PROCEDURE: The patient was brought to the catheterization laboratory and
prepped and draped in a sterile fashion. Lidocaine was placed to the common
femoral area using standard technique. Access was gained to the left common
femoral artery using a micropuncture technique, and a 6-French sheath was
placed to the left common femoral artery. Angiography in multiple views was
completed through the sheath to evaluate the left system, which is heavily
tortuous and extends into a common iliac stent. We also did runoff through the
left 6-French sheath, down the left leg.
At this time we were able to use a Glidewire with considerable difficulty.
However, it was able to go through the stent and up into the aorta, and we were
able to place a 6-French LIMA catheter to the aorta. Glidewire was brought
back, and the LIMA catheter was engaged to the right common iliac segment. The
Glidewire was placed into the right common femoral artery. However, we were
unable to significantly move the sheath past the right common iliac segment.
Thus, the wire was removed, and angiography with the catheter at the level of
the right common iliac was performed down the right leg.
At this point the catheter was removed over the wire, and manual pressure was
held to the left common femoral artery with good groin hemostasis and no
evidence of oozing, bruising, or hematoma.

IMPRESSION:
1. On the right side there is some tortuosity of the right iliac system.
However, it remains widely patent.
2. There is a heavily calcified moderate-to-severe 60-80% lesion of the right
common femoral artery.
3. In the proximal superficial femoral artery there is a chronic total
occlusion. It is a very diffusely heavily calcified vessel with distal
reconstitution from a profunda artery. The popliteal artery is widely
patent. Due to slow flow we are unable to visualize the infrapopliteal
segment.
4. Left common iliac is heavily tortuous. There is a corkscrew-like segment,
just distal to a widely patent common iliac stent.
5. Left common femoral artery is heavily calcified, but is patent with only
mild-to-moderate 30-60% disease.
6. The SFA is patent. There is proximal moderate disease. This is heavily
calcified. There is long stenting of the entire proximal-to-distal SFA
segment with mild in-stent restenosis. This again is heavily calcified.
7. The left popliteal artery is widely open. The proximal segment of the
bifurcation is also patent.

POST PROCEDURE:pOST PROCEDURE: The patient tolerated the procedure well and remained
hemodynamically stable. There is good groin hemostasis. There is no evidence
of oozing, bruising, or hematoma. We will closely follow on medical therapy.
We will need to further discuss his overall risks,
benefits, and alternatives of peripheral bypass surgery.

I would code:
36245/75716

HTH :)
 
Last edited:
I must be missing something. Where is the cath placement code for 36246? I read this over and over.
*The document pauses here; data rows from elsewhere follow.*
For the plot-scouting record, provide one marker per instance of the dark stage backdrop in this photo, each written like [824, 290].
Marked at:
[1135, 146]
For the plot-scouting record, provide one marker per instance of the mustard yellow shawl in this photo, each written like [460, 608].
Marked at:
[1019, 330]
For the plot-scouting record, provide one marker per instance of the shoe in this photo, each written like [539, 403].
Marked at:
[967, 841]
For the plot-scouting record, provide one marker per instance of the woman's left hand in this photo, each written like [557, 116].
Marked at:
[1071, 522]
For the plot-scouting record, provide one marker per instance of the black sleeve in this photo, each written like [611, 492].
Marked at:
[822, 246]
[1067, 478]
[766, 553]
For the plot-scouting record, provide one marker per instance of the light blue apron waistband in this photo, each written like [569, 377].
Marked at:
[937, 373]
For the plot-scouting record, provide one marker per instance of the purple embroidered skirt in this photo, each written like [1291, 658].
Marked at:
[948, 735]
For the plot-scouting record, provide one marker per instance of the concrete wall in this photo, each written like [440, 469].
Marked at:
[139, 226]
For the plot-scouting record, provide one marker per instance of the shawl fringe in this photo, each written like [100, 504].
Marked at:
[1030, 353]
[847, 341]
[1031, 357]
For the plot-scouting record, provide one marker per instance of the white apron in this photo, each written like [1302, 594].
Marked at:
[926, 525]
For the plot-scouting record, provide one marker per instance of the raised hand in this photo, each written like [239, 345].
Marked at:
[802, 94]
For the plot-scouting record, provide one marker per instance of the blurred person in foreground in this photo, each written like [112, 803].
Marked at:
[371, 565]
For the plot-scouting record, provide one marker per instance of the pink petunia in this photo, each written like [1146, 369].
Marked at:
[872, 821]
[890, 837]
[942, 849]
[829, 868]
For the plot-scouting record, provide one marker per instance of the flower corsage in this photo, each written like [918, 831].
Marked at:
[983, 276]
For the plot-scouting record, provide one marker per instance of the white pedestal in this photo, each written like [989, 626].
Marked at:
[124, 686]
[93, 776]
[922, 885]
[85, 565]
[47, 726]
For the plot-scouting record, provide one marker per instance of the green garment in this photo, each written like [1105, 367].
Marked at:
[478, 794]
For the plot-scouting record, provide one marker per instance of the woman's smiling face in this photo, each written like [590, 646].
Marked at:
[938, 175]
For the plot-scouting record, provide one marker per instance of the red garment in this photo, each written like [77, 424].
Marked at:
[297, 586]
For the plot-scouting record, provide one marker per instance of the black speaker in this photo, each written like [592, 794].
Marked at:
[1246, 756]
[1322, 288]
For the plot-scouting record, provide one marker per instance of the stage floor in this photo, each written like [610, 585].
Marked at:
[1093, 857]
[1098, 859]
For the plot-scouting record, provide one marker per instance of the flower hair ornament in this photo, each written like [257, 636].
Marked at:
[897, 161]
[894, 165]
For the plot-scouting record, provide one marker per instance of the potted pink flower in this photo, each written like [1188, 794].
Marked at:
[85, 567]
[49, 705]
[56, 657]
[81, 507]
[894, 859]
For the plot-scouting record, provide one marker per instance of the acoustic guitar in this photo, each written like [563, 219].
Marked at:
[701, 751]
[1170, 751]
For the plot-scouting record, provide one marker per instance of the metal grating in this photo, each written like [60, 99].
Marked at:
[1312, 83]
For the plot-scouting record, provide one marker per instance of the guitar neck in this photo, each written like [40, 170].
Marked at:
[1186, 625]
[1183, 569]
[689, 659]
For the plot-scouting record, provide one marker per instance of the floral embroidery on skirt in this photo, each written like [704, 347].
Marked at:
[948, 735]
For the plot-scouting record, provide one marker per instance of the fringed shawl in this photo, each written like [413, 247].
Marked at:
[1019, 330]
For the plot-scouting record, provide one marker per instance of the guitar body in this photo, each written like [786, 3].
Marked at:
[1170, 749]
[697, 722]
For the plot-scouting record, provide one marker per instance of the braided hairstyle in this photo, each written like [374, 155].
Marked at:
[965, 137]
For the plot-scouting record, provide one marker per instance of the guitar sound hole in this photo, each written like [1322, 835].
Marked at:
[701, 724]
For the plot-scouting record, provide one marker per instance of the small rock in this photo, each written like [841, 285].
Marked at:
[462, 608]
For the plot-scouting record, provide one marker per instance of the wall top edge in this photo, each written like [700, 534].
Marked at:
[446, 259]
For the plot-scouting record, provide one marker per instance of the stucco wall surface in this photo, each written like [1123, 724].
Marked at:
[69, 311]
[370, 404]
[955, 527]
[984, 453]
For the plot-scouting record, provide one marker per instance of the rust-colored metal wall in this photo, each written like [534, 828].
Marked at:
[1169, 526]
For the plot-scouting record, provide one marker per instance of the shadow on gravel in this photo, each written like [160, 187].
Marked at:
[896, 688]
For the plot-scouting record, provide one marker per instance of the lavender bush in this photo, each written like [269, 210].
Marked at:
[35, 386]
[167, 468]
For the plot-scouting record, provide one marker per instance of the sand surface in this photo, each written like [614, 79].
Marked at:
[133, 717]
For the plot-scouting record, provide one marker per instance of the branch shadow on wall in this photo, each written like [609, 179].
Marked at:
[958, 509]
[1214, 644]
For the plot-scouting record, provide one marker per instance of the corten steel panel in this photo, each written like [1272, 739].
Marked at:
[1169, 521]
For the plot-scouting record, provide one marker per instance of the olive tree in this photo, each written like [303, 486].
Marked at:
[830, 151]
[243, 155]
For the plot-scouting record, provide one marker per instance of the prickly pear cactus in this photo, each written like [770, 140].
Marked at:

You are correct, I completely missed the part about the "guidewire in the rt common femoral" and the "catheter at the level of the right common iliac". I am just not having a good week :)

I will edit my response.
 
Danny,
Thats ok. I was thinking to myself.. Have I been coding these wrong?! But then remembered the guidelines. :) I figured you had not caught that. ;)

It is stated that a LIMA (wonder if the catheter was suppose to be RIM) catheter was placed into the rt common iliac artery. Isn't that then a first order catheter placement?

Jim Pawloski, CIRCC
 
Jim,
I am thinking when they say Lima Catheter that is a type of cath and yes first order I believe.

It really should be a IMA catheter (used to select the RIMA and LIMA arteries). I was a little confused myself until I read a dictation where the doctor used a IMA catheter. Then it clicked.